Rich chocolate whoopie pies are filled with sweet vanilla buttercream, sprinkled with Mickey Mouse decorettes, and topped with a white chocolate Celebration Mickey Mouse. A Disneyland-inspired treat from the “Get Your Ears On” celebration.
1/2 lb. butter
1 cup light brown sugar, packed
1 teaspoon baking powder
1/2 teaspoon baking soda
3/4 teaspoon salt
1 teaspoon vanilla extract
1/2 cup cocoa, dutch-processed
10 ounces all purpose flour
1 cup milk (or milk substitute like almond)
Filling (this filling can be doubled if you want extra filling):
1/2 stick (2 ounces) unsalted butter, room temperature
1/2 pound powdered sugar
2-1/2 tablespoons heavy cream
#16, 2 ounce disher
- Prepare the frosting by creaming together the butter and powdered sugar until smooth.
- Pour in the heavy cream until incorporated. Filling can be kept refrigerated in a sealed container up to three days.
- Preheat oven to 350 degrees.
- Make the cakes by creaming the sugar and butter together until smooth. Add in the egg and mix until incorporated.
- Next add in baking powder, baking soda, salt and vanilla extract. Mix until well combined.
- Sift in cocoa powder and mix until combined.
- Mix in 1/2 of flour and 1/2 the milk, and then mix in second half of flour and then the rest of the milk. Stir until just combined.
- Scoop out a 1/4 cup of mixture (or use the #16 disher) onto a sheet pan covered in parchment. You can fit 5 scoops on each sheet pan.
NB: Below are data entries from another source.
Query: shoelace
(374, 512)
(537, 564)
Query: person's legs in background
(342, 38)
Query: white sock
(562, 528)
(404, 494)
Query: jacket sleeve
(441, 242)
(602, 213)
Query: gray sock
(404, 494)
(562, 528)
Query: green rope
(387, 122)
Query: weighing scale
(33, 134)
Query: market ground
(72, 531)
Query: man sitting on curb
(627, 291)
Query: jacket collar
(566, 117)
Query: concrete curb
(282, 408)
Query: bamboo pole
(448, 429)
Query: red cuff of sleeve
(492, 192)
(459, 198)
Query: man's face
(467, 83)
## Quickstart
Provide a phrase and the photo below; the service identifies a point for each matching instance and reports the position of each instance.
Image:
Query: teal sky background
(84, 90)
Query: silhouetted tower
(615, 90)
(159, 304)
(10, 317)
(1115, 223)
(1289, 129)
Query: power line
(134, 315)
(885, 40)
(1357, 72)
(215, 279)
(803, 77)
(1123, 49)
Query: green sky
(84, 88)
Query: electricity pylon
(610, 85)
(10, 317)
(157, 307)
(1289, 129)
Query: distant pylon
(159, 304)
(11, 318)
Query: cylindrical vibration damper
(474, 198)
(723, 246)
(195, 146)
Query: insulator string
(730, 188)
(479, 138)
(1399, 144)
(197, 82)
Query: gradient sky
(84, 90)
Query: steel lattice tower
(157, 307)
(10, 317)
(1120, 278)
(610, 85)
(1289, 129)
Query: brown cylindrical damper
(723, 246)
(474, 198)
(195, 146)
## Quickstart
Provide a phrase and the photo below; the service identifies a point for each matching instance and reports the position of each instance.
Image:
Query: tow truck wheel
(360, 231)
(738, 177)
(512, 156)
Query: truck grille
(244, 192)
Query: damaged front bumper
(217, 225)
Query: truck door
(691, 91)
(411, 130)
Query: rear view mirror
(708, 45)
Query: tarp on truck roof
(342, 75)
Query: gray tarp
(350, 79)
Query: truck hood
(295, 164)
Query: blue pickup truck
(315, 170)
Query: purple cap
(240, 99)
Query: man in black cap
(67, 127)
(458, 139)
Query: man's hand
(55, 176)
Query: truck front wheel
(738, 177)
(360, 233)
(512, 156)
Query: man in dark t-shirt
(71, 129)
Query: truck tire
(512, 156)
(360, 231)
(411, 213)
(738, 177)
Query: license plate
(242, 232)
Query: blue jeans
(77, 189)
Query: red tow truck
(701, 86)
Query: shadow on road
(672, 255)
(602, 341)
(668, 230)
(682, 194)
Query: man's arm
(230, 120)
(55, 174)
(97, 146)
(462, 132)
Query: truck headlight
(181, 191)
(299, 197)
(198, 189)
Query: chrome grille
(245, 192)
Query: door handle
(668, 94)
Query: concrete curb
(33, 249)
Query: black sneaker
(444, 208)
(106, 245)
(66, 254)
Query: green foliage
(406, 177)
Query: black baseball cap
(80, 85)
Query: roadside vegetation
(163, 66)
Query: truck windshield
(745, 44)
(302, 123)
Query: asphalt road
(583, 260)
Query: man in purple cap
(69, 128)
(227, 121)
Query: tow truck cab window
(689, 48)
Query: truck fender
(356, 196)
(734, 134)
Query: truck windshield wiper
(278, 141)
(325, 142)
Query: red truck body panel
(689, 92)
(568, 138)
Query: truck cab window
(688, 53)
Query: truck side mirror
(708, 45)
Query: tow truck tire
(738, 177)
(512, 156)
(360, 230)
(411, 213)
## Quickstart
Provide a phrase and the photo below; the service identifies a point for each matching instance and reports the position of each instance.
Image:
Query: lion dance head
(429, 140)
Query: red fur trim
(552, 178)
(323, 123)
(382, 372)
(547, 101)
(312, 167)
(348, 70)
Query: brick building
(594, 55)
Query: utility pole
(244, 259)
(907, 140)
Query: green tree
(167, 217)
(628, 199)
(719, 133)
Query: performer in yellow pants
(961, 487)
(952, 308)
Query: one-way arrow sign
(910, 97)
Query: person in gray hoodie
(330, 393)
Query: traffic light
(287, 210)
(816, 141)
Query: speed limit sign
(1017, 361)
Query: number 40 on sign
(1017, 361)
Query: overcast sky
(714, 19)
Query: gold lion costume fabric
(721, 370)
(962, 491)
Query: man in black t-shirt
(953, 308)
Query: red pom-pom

Bake 18-22 minutes until a toothpick comes out clean from the center.
- Cool on sheet pan and then transfer to a wire rack to finish cooling completely. Store in an air tight container until ready to use.
- To assemble, spread filling on flat side of one half of the cakes. Top with second half of cake.
- Sprinkle Mickey Mouse decorettes to sides of whoopie pies.
- Set any extra frosting aside to attach medallions if making.
- Melt the white candy melts in a microwave safe container like glass for 30 seconds, stir, and then continue to microwave in short bursts of 15-20 seconds, stirring between times, until fully melted and smooth. Optionally, melt using a double boiler.
- Next, line 5 standard muffin tins, covering bottoms and all the way up the sides, with cling wrap.
- Pour in candy melts among the 5 tins, making sure it is evenly distributed.
- Let set about 30 minutes and then, using the cling wrap, gently remove the discs and set aside.
- If using a chocolate transfer design, follow the directions on the package and adhere to medallion.
- Use remaining frosting to add a dot to the top of each assembled whoopie pie and adhere the medallion to the top.
- A disher will help get even, rounded whoopie pies that are also consistent in size.
- Frosting can be made ahead of time and kept refrigerated up to 3 days.